The Centers for Medicare and Medicaid Services (CMS) has enormous influence in the field of medical billing. That isn’t surprising, given the importance of Medicare and Medicaid billings to physician revenue. When CMS decrees that it will only pay bills that meet a specified standard, physicians quickly adopt that standard.
In 2020, CMS adopted a program that it called principal care management (PCM). The program’s underlying premise is that primary care physicians typically manage the overall care of their patients, while specialists typically manage specific chronic health conditions (such as cancer treatment).
When specialists manage a single chronic health condition, it may be more efficient and less costly for them to follow patients and manage their care without requiring each contact between physician and patient, or staff and patient, to be conducted face to face. The PCM program allows physicians who manage a single chronic condition to be reimbursed for those remote services.
After monitoring the PCM program for two years, the CMS determined that the program is valuable but underutilized. In an effort to give physicians a greater incentive to implement a PCM program, the CMS adopted four new CPT billing codes in 2022. Those codes give physicians more opportunity to bill for PCM services.
What Is Principal Care Management?
The CMS intended PCM to improve the care of patients who suffer from chronic health conditions. Examples of chronic diseases include cancer, heart disease, stroke, diabetes, and Alzheimer’s.
Before it created PCM, the CMS-approved billing Medicare or Medicaid for care coordination services provided outside of regular office visits for patients who had more than one chronic condition. That program, known as Chronic Care Management (CCM), allowed medical practices to bill for clinical staff time that is devoted to treating the patient outside of face-to-face contact with a healthcare provider. The staff member who provides the remote treatment must act under the direction of a physician or qualified health care professional. Sessions must last at least 20 minutes to be billable.
The CCM program is limited to patients who have two or more chronic health conditions. The PCM program is similar to CCM but covers reimbursement for out-of-office services provided to patients who have only one chronic health condition. It also overs reimbursement for out-of-office treatment of only a single chronic health condition in patients who suffer from multiple chronic health conditions. One difference between the programs is that PCM only reimburses out-of-office services that last 30 minutes or more.
The goal of both PCM and CCM is to stabilize chronic conditions more quickly so that patients can return to their primary care physician for management of their overall care. Health care costs are generally reduced when health care can be managed by a primary care physician rather than a specialist.
From the patient’s perspective, having regular sessions with physicians and staff members outside of office visits is convenient and reassuring. Patients report that they feel safe and more valued when they are in regular contact with medical staff.
CPT Codes for PCM
Uniform billing systems make it possible for private insurers and CMS to understand exactly what service the provider delivered. To that end, American Medical Association created and maintains thousands of codes — known as Current Procedural Terminology (CPT) codes — that describe each service or procedure for which a healthcare provider might bill.
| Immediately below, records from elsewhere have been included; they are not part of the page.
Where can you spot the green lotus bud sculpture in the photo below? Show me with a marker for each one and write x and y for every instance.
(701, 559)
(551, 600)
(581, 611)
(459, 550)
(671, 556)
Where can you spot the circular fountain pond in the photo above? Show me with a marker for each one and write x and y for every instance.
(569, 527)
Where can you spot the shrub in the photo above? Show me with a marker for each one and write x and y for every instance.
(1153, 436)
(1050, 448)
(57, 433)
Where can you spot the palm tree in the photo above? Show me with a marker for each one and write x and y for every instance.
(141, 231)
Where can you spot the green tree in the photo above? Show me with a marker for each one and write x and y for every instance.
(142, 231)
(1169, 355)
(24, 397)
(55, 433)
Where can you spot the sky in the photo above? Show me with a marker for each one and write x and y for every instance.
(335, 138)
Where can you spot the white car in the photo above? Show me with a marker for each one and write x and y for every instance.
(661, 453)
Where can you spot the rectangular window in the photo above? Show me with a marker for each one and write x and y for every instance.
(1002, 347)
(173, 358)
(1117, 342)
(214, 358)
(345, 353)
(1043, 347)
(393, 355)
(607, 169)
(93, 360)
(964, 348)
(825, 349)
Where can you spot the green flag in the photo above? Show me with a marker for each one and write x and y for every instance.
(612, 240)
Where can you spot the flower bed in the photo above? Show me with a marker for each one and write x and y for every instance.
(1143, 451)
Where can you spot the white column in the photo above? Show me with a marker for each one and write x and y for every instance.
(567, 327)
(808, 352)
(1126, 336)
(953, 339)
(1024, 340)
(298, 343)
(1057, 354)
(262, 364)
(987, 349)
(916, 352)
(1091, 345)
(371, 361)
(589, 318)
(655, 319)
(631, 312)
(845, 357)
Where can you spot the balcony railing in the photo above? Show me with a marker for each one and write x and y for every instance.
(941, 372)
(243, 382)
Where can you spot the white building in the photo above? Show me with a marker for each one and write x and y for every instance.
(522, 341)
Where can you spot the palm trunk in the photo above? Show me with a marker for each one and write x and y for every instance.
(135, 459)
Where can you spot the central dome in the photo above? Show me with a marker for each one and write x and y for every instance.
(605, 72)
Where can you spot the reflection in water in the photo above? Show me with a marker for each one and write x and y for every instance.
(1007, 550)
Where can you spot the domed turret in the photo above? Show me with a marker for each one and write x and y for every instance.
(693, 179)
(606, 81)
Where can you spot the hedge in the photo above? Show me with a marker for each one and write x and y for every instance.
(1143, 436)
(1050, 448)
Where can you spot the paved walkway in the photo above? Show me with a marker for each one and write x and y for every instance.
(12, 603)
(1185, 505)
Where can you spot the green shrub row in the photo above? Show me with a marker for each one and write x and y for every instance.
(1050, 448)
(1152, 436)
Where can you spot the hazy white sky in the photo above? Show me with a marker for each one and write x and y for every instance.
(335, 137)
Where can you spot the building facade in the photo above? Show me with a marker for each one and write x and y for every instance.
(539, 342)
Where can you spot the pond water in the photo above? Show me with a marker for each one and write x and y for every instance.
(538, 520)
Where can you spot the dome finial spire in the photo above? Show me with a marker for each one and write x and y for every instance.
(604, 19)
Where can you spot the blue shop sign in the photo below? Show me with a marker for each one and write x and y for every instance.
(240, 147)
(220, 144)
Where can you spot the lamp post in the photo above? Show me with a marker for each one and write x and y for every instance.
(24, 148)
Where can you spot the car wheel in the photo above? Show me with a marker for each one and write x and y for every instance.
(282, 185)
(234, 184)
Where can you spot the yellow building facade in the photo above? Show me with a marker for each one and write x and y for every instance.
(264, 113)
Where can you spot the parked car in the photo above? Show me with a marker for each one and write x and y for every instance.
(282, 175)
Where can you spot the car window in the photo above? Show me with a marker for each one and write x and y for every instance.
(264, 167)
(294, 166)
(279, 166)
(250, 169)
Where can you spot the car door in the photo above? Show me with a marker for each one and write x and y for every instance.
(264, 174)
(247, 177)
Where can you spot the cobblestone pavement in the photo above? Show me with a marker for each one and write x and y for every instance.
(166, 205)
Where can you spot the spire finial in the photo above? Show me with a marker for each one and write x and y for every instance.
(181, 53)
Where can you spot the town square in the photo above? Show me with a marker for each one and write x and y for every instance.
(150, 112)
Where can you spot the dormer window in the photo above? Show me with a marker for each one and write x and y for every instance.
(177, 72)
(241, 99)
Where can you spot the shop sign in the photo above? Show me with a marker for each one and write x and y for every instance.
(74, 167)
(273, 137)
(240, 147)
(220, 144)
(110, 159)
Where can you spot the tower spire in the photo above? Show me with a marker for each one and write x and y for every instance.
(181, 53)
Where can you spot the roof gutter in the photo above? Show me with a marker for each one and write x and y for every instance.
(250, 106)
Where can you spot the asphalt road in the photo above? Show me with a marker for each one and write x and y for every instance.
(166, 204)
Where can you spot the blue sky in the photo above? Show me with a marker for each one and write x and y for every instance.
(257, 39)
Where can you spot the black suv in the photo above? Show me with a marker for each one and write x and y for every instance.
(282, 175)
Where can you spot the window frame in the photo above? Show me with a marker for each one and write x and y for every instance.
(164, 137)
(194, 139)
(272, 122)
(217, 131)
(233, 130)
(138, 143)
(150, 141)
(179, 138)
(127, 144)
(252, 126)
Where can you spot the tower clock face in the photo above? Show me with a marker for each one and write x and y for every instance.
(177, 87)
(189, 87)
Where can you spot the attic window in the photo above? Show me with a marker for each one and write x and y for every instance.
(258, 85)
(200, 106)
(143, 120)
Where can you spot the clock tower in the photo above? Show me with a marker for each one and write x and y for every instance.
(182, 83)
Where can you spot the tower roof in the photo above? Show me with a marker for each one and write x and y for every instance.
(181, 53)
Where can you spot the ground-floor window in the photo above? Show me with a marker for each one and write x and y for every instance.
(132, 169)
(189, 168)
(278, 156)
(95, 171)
The CMS incorporated CPT codes into its own coding system, the Healthcare Common Procedure Coding System (HCPCS).
In 2020, CMS approved two new CPT codes to support PCM. One code was approved to describe at least 30 minutes of physician provider time with a patient. The other was used to describe at least 30 minutes of staff provider time.
To use the codes, the practice was required to provide comprehensive case management services to a patient who has a qualifying chronic health condition. A qualifying complex chronic condition must be expected to last at least 3 months and must place the patient at risk of hospitalization unless it already caused the patient’s hospitalization.
The qualifying condition must require and be the focus of a disease-specific case management plan. The condition must either require frequent adjustment of a medication regimen or must require unusually complex management because of comorbidities.
The billing code for clinical staff time may be used only when the staff member’s time is directed by a physician or other qualified healthcare professionals. The CMS did not allow both the physician CPT code and the staff CPT code to be billed in the same month.
Changes to CPT Codes in 2022
With two years of experience, the CMS determined that PCM services were undervalued. It raised the authorized reimbursement rates in 2022. It also scrapped the two CPT codes that it implemented in 2020. It replaced those codes with four codes that closely track the codes used for CCM billing.
The new PCM codes apply to patients who have a single high-risk disease or complex chronic condition. The codes apply to the following services:
- CPT code 99424 describes the first 30 minutes of PCM services for a single high-risk disease provided personally by a physician or other qualified health care professional within a calendar month.
- CPT code 99425 describes each additional 30 minutes of PCM services for a single high-risk disease provided personally by a physician or other qualified health care professional within a calendar month.
- CPT code 99426 describes the first 30 minutes of PCM services for a single high-risk disease provided by clinical staff when directed by physician or other qualified health care professional within a calendar month.
- CPT code 99427 describes each additional 30 minutes of PCM services for a single high-risk disease provided by clinical staff when directed by physician or other qualified health care professional within a calendar month.
As the codes apply on a monthly basis, the 99424 and 99426 codes may only be billed once per month. Each additional 30-minute increment of services during that month must be billed using the 99425 or 99427 codes, depending on whether services were provided by the physician or staff.